If it’s an emergency then, well just failover ASAP of course; we’re way past caring about perfect user transitions if it’s a firefight.

DNS Updates

This is a pretty standard way of redirecting; you have DNS “A” record www.contoso.com pointing at a network-load-balancer on farm 1. You just update the record and wait for the clients to notice.

image

Nothing really that magical here; we just depend on the time-to-live value of the “www.contoso.com” A-record. That’s to say, once we update the record the changeover won’t be instant for clients that have the DNS info cached already, which maybe an issue.

clip_image004

Pros:

  • Easy to execute.
  • No reliance on fancy architecture.

Cons:

  • Delayed response for clients.

Network Load Balancer (NLB) Reconfiguration

This is a bit trickier and assumes you even have a network-load-balancer for web-front-end traffic. In short, you reconfigure the NLB to just send traffic to the other farms web-front-ends and that’s it.

image

Again, not overly exotic the solution but it’ll work with instant effect – no dependence on clients to update. Just make sure the configuration doesn’t at any point send users to both farms as that’ll cause all kinds of havoc (nothing damaging; just web-form updates for example may start to fail for users, etc).

Pros:

  • Instant effect.
  • No reliance on fancy architecture.

Cons:

  • A misconfiguration will give split-farm syndrome – all requests need to go to one or the other farm, without fail.

Reverse Proxy Redirect

This is probably the most problem-free in terms of failover risk, but also the most complicated to setup. It basically just means you have to configure both farms to accept the internal & external URLs (and please, make sure you thoroughly test this is setup right or bad things can happen).

image

The nice thing here is that because all the clients are already pointed at the reverse-proxy, there’s a single reconfiguration for the published application there to a new endpoint and that’s it.

Pros:

  • Instant effect.
  • Simple reconfiguration.

Cons:

  • Complicated to setup.

Things That Can Go Wrong on Failover

Not much really.
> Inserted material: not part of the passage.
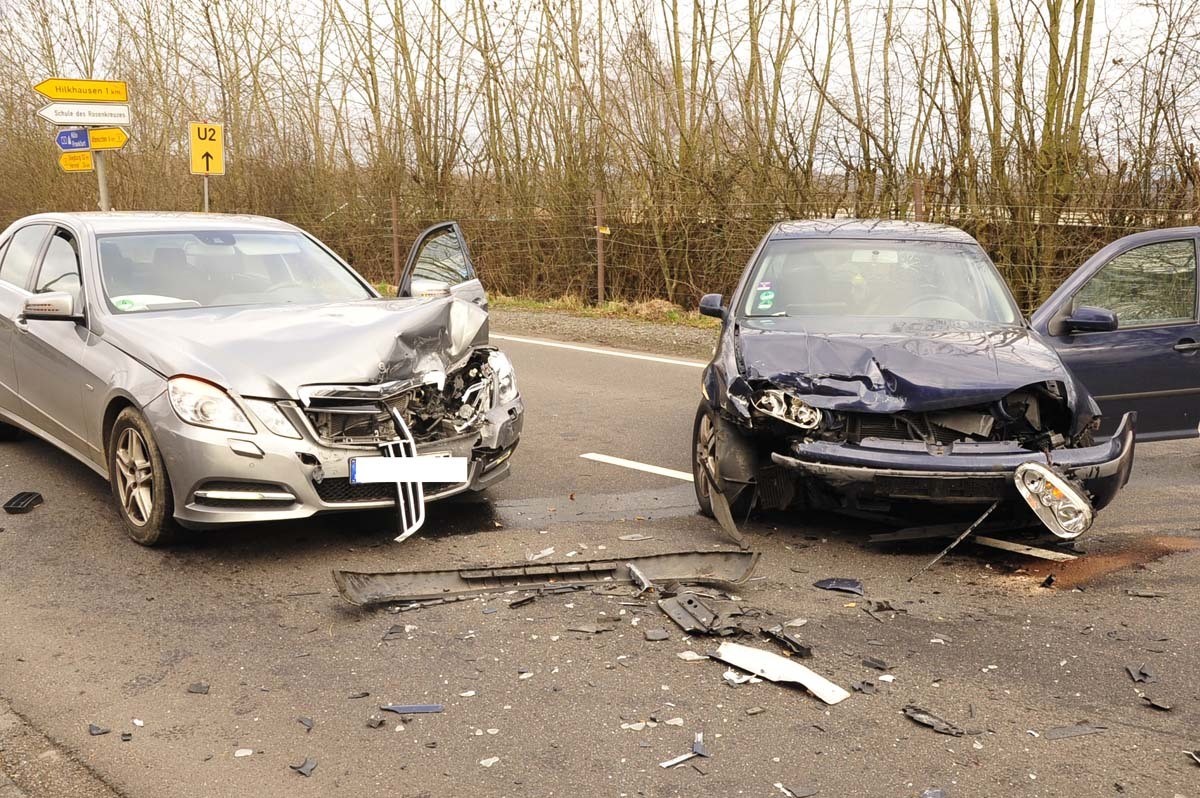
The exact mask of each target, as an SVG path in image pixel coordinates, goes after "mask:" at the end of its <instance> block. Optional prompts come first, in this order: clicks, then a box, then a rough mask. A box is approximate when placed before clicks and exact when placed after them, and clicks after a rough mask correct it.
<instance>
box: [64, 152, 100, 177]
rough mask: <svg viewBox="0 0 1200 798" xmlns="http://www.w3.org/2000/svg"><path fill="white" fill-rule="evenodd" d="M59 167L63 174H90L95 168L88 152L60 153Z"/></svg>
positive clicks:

Item edits may fail if you’re caught mid-failover without realising. Say you opened an edit-form from the primary & since editing the failover happened; the update would fail if sent to the secondary farm.

Probably the most potentially dangerous is the NLB approach if mishandled as that actually could theoretically send users to both farms. Still though, only one farm is ever readable so nothing too damaging could really happen.

That’s it! Comments welcome.

Cheers,

// Sam Betts